Learnable Polarization Volume Architecture

1. Design Goals

In polarization stereo matching, the most direct approach is to compute the difference between the left and right polarization images using a fixed formula:

pol_diff[x, d] = I_∥[x] - I_⊥[x-d]

A fixed formula has the following problems:

A fixed formula cannot adapt to different scene conditions (brightness, angle, material).
It cannot learn “what constitutes a robust polarization signal.”
It can be disturbed by noise or false positives.

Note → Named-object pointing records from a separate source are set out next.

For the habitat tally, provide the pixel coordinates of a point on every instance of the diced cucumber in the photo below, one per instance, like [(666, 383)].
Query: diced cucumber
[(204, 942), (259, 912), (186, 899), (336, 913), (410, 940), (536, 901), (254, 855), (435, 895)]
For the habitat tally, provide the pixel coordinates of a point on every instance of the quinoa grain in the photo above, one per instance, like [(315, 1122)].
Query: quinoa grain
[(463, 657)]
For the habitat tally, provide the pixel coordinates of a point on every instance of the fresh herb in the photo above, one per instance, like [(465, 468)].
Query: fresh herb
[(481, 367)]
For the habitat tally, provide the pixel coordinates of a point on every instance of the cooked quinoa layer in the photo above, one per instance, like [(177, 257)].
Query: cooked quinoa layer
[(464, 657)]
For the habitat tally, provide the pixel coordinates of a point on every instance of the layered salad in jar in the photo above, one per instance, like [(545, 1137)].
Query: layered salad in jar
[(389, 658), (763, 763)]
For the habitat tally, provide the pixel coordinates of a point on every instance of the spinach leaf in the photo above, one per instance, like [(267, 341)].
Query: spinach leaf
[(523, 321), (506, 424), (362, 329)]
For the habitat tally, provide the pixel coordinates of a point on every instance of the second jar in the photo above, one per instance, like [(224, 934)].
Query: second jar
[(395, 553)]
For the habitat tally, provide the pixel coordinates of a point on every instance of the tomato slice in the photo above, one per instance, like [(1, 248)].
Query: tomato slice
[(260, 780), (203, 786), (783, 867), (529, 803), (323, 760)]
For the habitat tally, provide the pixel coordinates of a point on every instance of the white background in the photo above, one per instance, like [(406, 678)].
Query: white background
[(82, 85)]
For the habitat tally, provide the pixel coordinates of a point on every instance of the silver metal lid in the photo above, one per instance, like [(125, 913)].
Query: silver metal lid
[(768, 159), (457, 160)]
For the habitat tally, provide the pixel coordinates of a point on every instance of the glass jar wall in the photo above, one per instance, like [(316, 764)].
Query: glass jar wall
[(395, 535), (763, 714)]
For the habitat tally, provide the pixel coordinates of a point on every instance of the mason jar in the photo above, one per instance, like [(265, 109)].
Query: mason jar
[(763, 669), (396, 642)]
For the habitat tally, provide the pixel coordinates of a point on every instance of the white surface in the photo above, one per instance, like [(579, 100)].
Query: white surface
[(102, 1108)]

The design goal of this architecture is to upgrade polarization-signal generation from a “hand-crafted formula” to a “learnable representation”:

Fixed formula:
    pol_diff = I_∥ - I_⊥

Learnable version:
    pol_feat = PolHead(fmap)              # Learn to extract polarization features
    pol_corr = |pol_feat_L - pol_feat_R|  # L1 difference

In other words, instead of directly subtracting raw images, a learnable PolHead first extracts “polarization features” from the feature map, and then the L1 difference between left and right polarization features is computed.

2. Architecture

Learnable Polarization Volume overall architecture

Data Flow

The left and right images are each encoded by FeatureEncoder into fmap1 / fmap2.
fmap1 / fmap2 on one hand enter the standard CorrBlock to form corr_volume.
The same feature maps are also fed into the shared PolHead (LightweightPolHead), producing pol_feat1 / pol_feat2.
LearnablePolCorrBlock computes pol_volume in a vectorized form from the left and right polarization features.
corr_volume and pol_volume together enter UpdateBlockWithPol, which iteratively outputs disparity.

3. Components and Modules

3.1 Component Overview

Class	Function	Parameter count
`LightweightPolHead`	Lightweight polarization head (256→64→32)	~18K
`LearnablePolCorrBlock`	Vectorized polarization-volume computation	0
`GlassAwareLoss`	Glass-aware auxiliary loss	0
`StereoLearnablePol`	Integrated model	base + 18K

Relative to a pure RGB stereo-matching model, the overall model adds only about 18K parameters (all from LightweightPolHead).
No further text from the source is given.